- Bebington Municipal Borough within Cheshire in 1970
- • 1931: 12,284 acres
- • Coordinates: 53°21′00″N 3°00′11″W﻿ / ﻿53.350°N 3.003°W
- • 1931: 31,877
- • Created: 1922
- • Abolished: 1974
- • Succeeded by: Metropolitan Borough of Wirral
- • HQ: Lower Bebington
- • Motto: Civitatis Fortuna Cives - The fortune of the state depends on the citizens.

= Municipal Borough of Bebington =

Former local government area in the UK

Bebington was a local government district on the Wirral Peninsula, in Cheshire, England.

It was the local authority for the towns of Bebington and Bromborough. New Ferry and Port Sunlight were also within its boundaries.

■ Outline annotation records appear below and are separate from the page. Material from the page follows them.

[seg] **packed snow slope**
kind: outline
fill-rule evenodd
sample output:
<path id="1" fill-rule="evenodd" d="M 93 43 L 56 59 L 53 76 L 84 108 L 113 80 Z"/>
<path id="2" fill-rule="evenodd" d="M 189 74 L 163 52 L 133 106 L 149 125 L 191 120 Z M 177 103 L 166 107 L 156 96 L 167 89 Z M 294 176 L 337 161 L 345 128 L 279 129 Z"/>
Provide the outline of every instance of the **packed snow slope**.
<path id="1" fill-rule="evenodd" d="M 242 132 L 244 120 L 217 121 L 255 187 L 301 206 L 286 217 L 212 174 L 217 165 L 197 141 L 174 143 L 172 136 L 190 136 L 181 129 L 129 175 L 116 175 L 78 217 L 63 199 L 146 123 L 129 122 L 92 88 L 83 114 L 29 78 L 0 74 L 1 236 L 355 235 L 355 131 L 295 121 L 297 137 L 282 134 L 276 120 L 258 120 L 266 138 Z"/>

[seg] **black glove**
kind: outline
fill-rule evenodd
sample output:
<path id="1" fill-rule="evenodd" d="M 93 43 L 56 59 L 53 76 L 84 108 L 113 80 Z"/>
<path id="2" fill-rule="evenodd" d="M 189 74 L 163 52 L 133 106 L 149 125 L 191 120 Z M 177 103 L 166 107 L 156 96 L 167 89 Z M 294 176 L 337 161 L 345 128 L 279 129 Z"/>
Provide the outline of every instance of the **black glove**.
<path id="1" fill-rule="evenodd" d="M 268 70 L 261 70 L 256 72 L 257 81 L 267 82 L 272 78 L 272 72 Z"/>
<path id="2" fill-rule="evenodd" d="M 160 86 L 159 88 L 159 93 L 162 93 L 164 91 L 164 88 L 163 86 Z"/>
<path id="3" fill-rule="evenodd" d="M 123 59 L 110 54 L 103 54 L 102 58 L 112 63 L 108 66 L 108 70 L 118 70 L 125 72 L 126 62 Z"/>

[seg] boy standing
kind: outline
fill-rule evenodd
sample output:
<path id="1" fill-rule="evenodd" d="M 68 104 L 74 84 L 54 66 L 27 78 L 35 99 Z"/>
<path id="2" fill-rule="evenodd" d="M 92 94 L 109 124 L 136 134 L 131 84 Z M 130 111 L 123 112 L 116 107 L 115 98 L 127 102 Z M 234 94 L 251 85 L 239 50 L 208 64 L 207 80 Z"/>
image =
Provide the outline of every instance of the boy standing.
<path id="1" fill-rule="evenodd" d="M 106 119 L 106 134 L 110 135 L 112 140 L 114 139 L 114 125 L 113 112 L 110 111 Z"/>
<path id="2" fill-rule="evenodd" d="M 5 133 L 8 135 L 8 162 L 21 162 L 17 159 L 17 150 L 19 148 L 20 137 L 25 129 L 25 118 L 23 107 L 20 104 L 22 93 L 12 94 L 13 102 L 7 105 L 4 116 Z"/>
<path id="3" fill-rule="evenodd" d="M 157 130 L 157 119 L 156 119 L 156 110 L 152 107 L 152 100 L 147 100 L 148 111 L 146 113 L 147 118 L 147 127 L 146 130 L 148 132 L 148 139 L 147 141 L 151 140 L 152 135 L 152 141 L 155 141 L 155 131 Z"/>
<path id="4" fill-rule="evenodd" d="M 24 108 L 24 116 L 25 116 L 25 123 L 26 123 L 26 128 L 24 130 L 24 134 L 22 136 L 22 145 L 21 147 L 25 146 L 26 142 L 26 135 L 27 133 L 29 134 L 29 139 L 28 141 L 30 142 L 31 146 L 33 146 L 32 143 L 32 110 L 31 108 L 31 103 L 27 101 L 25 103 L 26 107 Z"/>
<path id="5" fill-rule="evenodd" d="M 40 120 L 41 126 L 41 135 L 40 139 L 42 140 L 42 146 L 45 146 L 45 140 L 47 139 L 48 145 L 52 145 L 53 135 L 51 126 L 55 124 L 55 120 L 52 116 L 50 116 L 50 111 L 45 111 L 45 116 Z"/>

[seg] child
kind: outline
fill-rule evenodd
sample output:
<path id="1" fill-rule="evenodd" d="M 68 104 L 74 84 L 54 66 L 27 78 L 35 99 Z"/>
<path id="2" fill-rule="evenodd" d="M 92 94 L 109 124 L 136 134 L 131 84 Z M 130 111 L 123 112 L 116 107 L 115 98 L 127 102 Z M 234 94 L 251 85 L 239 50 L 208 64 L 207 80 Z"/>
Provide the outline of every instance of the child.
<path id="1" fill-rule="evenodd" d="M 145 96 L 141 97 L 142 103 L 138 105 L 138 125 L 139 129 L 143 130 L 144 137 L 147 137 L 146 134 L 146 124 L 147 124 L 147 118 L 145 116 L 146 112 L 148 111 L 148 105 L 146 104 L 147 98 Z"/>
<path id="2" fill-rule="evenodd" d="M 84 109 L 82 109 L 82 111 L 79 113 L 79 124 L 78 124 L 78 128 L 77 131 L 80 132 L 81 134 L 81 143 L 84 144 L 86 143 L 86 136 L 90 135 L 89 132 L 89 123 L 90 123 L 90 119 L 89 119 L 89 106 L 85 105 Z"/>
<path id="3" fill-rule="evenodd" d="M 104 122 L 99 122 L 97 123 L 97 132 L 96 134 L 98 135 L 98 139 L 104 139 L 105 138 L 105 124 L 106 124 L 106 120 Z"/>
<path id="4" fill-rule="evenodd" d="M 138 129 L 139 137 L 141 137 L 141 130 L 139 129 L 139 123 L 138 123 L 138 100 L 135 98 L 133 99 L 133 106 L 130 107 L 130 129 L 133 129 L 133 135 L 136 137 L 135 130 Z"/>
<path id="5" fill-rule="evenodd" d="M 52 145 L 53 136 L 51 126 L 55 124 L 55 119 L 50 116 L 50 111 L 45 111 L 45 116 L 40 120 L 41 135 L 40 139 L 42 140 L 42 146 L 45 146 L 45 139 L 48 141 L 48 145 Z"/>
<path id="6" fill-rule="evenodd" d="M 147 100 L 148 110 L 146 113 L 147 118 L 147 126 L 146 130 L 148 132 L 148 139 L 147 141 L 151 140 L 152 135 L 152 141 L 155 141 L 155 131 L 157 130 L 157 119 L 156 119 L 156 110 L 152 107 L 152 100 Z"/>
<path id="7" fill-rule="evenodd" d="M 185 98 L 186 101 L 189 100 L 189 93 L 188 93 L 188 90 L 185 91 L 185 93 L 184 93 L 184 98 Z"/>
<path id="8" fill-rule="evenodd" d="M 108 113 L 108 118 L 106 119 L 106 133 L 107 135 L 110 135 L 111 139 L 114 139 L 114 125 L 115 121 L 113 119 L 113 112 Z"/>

The district included the civil parishes of Bebington-cum-Bromborough, Brimstage, Eastham, Poulton cum Spital, Raby, Storeton and Thornton Hough.

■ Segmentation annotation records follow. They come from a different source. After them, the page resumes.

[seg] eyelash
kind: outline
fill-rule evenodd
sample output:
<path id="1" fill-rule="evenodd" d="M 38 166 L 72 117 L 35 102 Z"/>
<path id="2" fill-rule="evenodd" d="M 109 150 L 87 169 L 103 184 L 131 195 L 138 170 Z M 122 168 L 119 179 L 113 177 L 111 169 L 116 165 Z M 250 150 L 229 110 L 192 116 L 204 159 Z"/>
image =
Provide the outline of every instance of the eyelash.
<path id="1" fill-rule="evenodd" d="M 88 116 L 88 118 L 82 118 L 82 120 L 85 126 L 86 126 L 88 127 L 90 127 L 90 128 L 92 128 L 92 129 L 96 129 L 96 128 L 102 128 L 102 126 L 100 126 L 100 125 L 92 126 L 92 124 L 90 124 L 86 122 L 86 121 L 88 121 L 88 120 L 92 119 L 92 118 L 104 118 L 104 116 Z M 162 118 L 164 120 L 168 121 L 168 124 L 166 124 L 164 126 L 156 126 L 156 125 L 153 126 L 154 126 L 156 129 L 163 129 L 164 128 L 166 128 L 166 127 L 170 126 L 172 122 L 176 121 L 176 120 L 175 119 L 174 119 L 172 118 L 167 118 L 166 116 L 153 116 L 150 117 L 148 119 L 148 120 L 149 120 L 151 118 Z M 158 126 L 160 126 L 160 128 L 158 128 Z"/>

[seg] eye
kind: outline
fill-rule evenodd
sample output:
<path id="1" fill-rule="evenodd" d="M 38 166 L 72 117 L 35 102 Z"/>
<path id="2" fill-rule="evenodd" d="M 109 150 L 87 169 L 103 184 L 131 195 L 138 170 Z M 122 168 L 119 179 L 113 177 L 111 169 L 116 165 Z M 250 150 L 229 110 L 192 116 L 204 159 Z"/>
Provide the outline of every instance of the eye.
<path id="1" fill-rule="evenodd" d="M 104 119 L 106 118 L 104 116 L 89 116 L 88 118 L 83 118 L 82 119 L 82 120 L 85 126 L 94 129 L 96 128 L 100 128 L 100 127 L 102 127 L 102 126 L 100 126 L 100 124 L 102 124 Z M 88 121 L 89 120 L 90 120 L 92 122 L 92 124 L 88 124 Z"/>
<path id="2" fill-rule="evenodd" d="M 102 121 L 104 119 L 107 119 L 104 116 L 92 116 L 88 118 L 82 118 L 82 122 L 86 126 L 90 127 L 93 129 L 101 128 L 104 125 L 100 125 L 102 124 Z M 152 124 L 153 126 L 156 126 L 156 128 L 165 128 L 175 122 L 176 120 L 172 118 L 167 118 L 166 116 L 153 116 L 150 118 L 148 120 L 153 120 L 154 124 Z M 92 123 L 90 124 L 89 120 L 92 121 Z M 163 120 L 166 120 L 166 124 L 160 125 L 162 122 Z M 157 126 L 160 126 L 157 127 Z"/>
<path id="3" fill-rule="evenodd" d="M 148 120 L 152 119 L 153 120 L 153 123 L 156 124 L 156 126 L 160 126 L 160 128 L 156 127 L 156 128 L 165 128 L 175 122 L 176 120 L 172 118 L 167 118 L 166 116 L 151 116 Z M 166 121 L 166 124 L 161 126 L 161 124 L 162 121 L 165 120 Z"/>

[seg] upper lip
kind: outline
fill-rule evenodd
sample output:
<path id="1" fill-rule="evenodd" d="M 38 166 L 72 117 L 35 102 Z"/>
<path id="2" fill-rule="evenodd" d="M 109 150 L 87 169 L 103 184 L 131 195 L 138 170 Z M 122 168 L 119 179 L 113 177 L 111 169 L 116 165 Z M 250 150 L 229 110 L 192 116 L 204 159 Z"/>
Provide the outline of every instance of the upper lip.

There had previously been three local government districts in the area: Higher Bebington (created 1859), Lower Bebington (created 1863), and Bromborough (created 1873), each of which were converted into urban districts under the Local Government Act 1894. The three districts were merged into a single Bebington and Bromborough Urban District in 1922.

Bebington and Bromborough Urban District was renamed Bebington in 1933, when its territory was also significantly enlarged to take in the surrounding parishes of Storeton, Poulton cum Spital, Brimstage, Thornton Hough, Raby, and Eastham. The urban district was raised to the status of a municipal borough in 1937.

The council was granted a coat of arms on 3 January 1934. The shield featured two wheatsheaves, an emblem of the county of Cheshire, and a ship to represent the borough's proximity to the River Mersey and the Manchester Ship Canal. The saltire of St. Andrew in the upper-centre depicts the dedication of Bebington parish church. Bromborough Cross is featured at the top of the crest.

On 1 April 1974, under the Local Government Act 1972, the municipal borough was abolished and its area was absorbed into the Metropolitan Borough of Wirral, in the metropolitan county of Merseyside.